Error Message "retcode 11" is Reported due to the Mismatch Between the Hostfile and Test Command

Symptom

When the HCCL Test tool is executed in the multi-server scenario, the error message "This is an error in init_hcclComm.retcode: 11" is displayed, as shown in the following:

1
2
3
4
5
6
Authorized users only.

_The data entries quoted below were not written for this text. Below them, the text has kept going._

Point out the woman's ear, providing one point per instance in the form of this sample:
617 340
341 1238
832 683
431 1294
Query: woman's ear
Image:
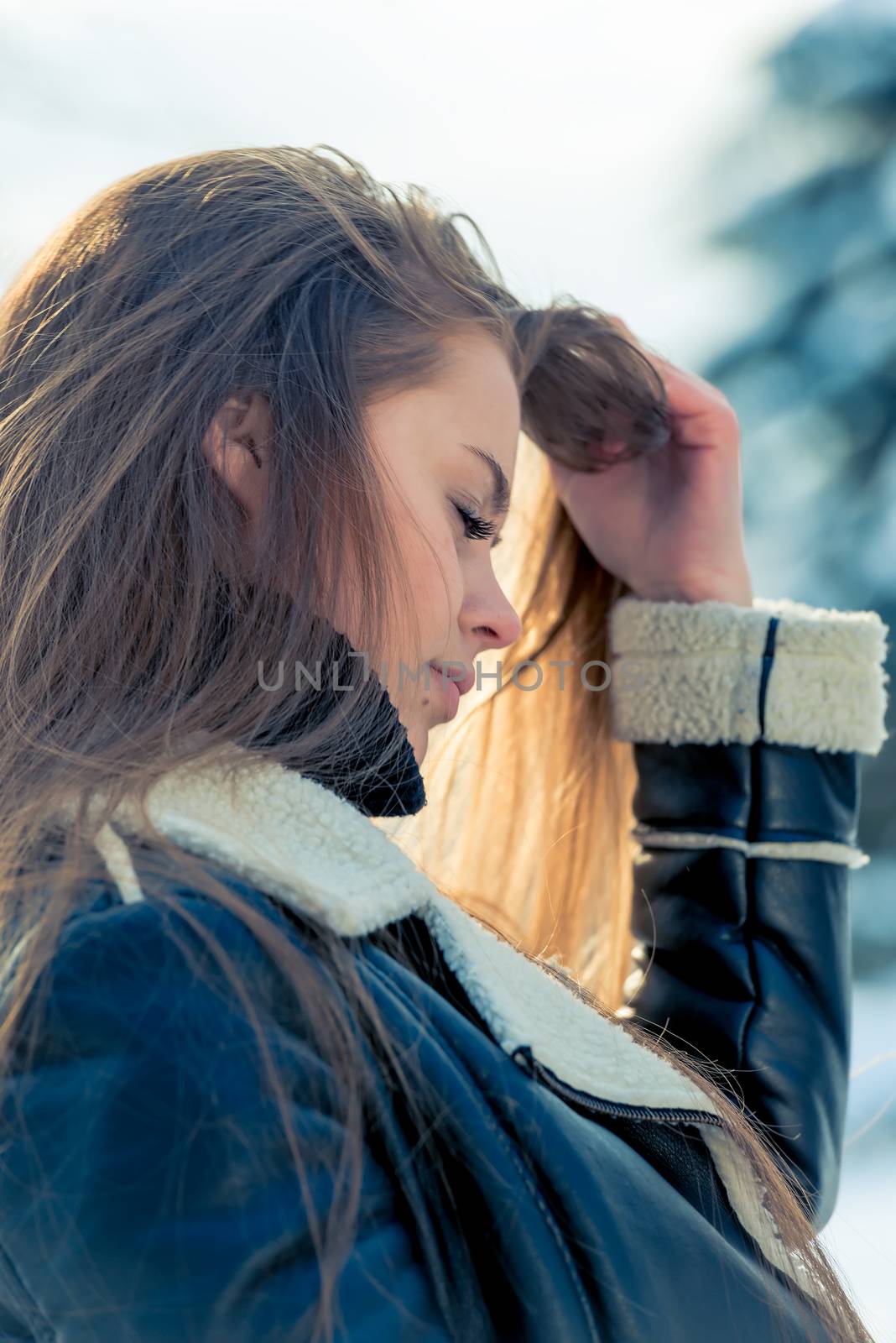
237 445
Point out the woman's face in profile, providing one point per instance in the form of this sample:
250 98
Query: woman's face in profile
427 440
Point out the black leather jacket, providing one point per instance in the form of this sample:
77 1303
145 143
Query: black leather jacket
147 1193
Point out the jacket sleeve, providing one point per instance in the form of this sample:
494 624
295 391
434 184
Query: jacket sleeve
746 729
147 1188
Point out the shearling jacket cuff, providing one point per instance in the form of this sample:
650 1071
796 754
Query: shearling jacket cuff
779 671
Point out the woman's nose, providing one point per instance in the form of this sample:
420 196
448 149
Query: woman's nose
492 622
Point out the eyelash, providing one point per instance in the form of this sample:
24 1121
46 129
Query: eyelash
477 527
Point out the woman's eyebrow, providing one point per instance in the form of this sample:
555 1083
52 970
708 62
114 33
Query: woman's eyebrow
501 485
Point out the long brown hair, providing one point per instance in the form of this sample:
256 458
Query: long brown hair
130 637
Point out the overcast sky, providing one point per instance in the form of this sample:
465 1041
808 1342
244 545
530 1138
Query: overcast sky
575 133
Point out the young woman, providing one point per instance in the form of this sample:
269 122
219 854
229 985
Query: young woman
263 1078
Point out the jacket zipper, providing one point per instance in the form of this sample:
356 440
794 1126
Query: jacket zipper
526 1060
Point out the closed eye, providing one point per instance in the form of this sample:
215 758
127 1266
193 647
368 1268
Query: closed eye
477 527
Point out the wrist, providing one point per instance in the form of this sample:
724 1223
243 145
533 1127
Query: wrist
735 594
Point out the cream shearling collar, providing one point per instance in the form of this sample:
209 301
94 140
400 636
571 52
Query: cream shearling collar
305 845
708 672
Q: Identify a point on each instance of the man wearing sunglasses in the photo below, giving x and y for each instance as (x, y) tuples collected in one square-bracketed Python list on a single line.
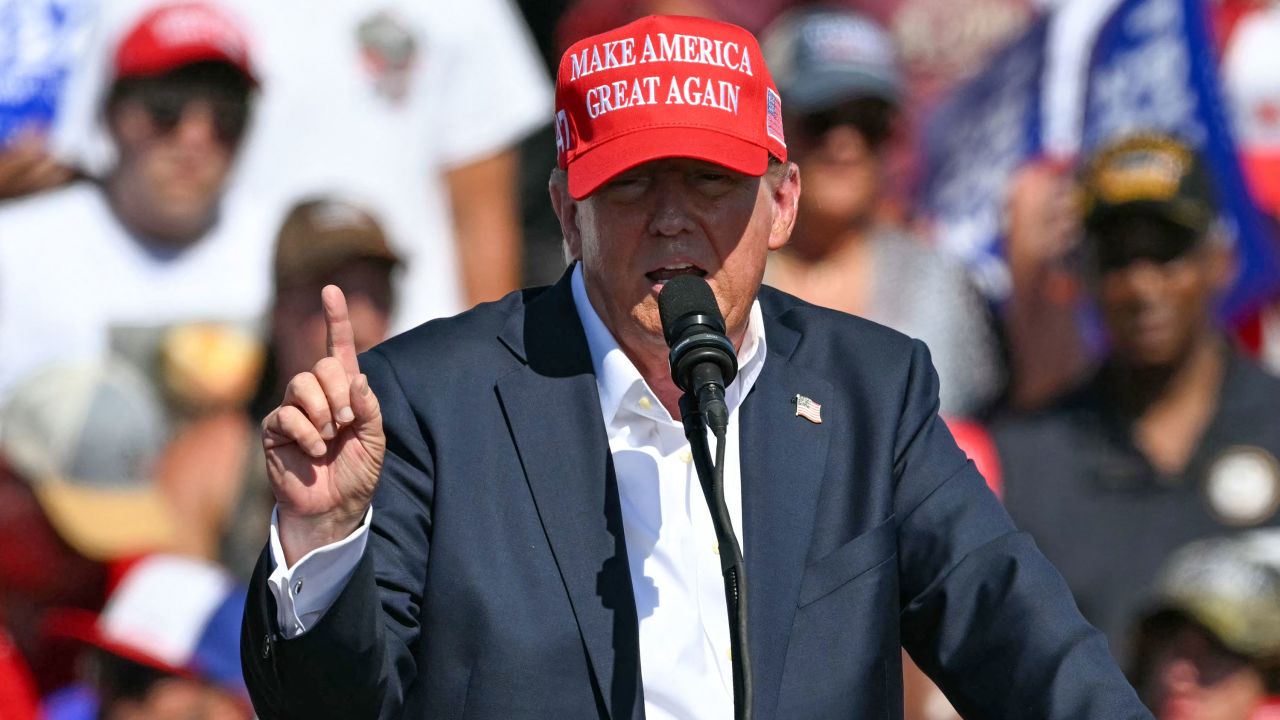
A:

All activities may be monitored and reported.
the minbytes is 8192, maxbytes is 67108864, iters is 20, warmup_iters is 5
hccl interface return errreturn err ./common/src/hccl_test_common.cc:503, retcode: 11
hccl interface return errreturn err ./common/src/hccl_test_common.cc:503, retcode:11
hccl interface return errreturn err ./common/src/hccl_test_common.cc:503, retcode: 11
This is an error in init_hcclComm.

Possible Cause

  • The number of devices used by each node configured in the hostfile file does not match the test command -p, where -p indicates the number of devices used by each node (that is, the number of processes on each node).
  • The number of nodes configured in the hostfile file does not match the number of -n in the mpirun command, where -n indicates the total number of devices (that is, Number of nodes x Number of devices on each node).

The following is an example of the mpirun command:

mpirun -f hostfile -n 16 ./bin/all_reduce_test -b 8K -e 4G -f 2 -d fp32 -o sum -p 8

Solution

Modify the hostfile configuration file or the mpirun test command to ensure that the total number of devices and the number of devices used by each node are the same.